Condition Numbers of Indefinite Rank 2 Ghost Wishart Matrices

TL;DR

This paper derives the eigenvalue ratio distribution and condition number formulas for indefinite Wishart matrices of size 2, applicable across various algebraic settings, with validation through numerical experiments.

Contribution

It provides explicit formulas for the eigenvalue ratio and condition number distributions of indefinite Wishart matrices of size 2 for different algebraic cases, including ghost eta.

Findings

Derived eigenvalue ratio distribution for indefinite Wishart matrices.

Formulas for condition number distribution across real, complex, quaternionic, and ghost cases.

Validated theoretical results with numerical experiments.

Abstract

We define an indefinite Wishart matrix as a matrix of the form A=W^{T}W\Sigma, where \Sigma is an indefinite diagonal matrix and W is a matrix of independent standard normals.
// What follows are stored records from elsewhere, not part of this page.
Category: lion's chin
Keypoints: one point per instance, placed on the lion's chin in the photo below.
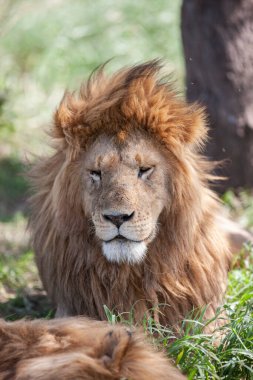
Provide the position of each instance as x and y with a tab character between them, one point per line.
124	251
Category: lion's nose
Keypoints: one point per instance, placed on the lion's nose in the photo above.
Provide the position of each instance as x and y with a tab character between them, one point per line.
117	219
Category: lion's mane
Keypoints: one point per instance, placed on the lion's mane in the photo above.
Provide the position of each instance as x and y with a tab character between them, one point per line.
187	263
78	348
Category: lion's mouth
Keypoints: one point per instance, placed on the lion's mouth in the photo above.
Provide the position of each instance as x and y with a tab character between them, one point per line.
122	239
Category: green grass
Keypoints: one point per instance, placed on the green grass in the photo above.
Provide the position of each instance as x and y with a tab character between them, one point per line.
226	354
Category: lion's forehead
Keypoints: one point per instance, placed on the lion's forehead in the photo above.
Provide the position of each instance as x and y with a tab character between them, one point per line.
136	151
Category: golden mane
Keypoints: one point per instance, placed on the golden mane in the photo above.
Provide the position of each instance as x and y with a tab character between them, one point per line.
187	263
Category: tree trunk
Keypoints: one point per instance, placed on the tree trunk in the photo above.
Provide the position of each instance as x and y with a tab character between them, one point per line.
218	46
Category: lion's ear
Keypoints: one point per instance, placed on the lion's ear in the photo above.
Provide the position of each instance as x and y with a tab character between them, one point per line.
186	125
193	130
68	124
67	116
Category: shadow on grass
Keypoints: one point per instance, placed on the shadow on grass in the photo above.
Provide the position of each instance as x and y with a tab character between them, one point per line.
13	188
26	306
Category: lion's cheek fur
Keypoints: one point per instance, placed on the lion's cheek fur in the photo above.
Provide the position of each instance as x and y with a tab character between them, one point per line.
186	264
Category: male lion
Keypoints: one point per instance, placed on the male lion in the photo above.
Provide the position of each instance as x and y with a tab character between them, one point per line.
122	214
77	348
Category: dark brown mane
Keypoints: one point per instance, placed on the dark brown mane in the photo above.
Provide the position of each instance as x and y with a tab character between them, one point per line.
187	263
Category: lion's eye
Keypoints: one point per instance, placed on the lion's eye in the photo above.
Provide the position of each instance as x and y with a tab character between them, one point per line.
95	175
144	172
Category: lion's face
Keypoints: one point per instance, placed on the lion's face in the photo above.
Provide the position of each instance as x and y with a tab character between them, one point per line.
125	191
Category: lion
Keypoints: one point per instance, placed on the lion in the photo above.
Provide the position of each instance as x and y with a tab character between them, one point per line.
78	348
122	212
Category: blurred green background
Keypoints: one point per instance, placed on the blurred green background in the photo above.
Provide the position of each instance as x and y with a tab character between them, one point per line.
45	47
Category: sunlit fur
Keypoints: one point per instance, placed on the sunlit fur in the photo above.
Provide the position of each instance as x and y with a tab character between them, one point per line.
78	348
129	252
186	264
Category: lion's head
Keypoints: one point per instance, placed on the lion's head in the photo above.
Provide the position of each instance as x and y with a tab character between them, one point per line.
124	191
122	211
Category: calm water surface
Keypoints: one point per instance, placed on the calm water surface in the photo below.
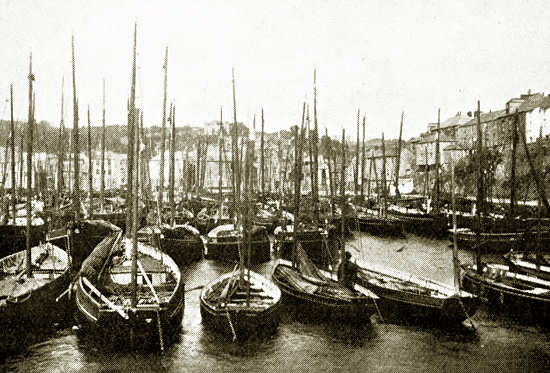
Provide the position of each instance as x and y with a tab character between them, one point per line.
498	343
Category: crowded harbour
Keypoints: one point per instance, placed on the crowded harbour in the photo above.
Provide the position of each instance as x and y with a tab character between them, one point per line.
268	238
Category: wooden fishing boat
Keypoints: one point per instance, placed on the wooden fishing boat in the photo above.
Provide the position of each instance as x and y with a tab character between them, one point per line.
225	307
419	222
80	238
525	297
321	296
104	289
415	297
182	243
31	301
528	263
242	302
313	240
369	221
223	242
499	242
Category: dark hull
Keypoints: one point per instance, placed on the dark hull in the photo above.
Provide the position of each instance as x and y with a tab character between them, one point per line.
245	323
312	243
107	325
497	243
37	309
228	250
182	247
13	237
325	308
516	301
85	236
422	307
380	226
426	225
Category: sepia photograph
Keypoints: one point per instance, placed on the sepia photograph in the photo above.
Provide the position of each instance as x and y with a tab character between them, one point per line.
274	186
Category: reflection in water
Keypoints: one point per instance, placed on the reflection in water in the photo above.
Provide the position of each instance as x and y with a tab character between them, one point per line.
498	343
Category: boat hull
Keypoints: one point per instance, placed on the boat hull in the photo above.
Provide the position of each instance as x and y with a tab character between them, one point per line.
320	308
520	303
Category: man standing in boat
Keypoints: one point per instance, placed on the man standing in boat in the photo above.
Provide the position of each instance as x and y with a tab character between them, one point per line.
348	272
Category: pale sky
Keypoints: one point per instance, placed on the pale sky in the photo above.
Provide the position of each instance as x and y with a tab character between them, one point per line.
379	56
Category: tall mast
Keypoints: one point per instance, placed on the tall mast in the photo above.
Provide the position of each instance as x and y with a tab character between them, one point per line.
437	165
343	191
331	183
398	160
384	185
513	167
12	144
197	172
363	160
21	161
235	155
456	268
76	147
262	156
103	130
133	192
171	175
220	164
30	125
356	168
163	130
61	146
480	197
315	140
297	189
90	166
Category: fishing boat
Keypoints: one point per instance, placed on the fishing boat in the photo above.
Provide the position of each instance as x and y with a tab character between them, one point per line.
31	280
415	297
28	295
314	291
523	296
241	306
241	302
182	243
223	242
104	291
531	263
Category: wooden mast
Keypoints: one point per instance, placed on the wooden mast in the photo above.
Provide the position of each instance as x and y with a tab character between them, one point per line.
133	192
383	177
330	179
220	164
90	166
234	153
356	168
172	160
297	186
437	166
12	144
103	130
76	147
398	160
479	200
163	130
315	140
363	160
30	125
343	194
248	189
61	148
262	156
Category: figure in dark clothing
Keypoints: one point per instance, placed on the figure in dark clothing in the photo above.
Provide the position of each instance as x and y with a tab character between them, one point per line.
348	272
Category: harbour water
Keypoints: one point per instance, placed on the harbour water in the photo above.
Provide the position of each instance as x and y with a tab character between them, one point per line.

We focus on the case where W is L by 2 which has engineering applications. We obtain the distribution of the ratio of the eigenvalues of A. This distribution can be "folded" to give the distribution of the condition number. We calculate formulas for W real (\beta=1), complex (\beta=2), quaternionic (\beta=4) or any ghost 0<\beta<\infty. We then corroborate our work by comparing them against numerical experiments.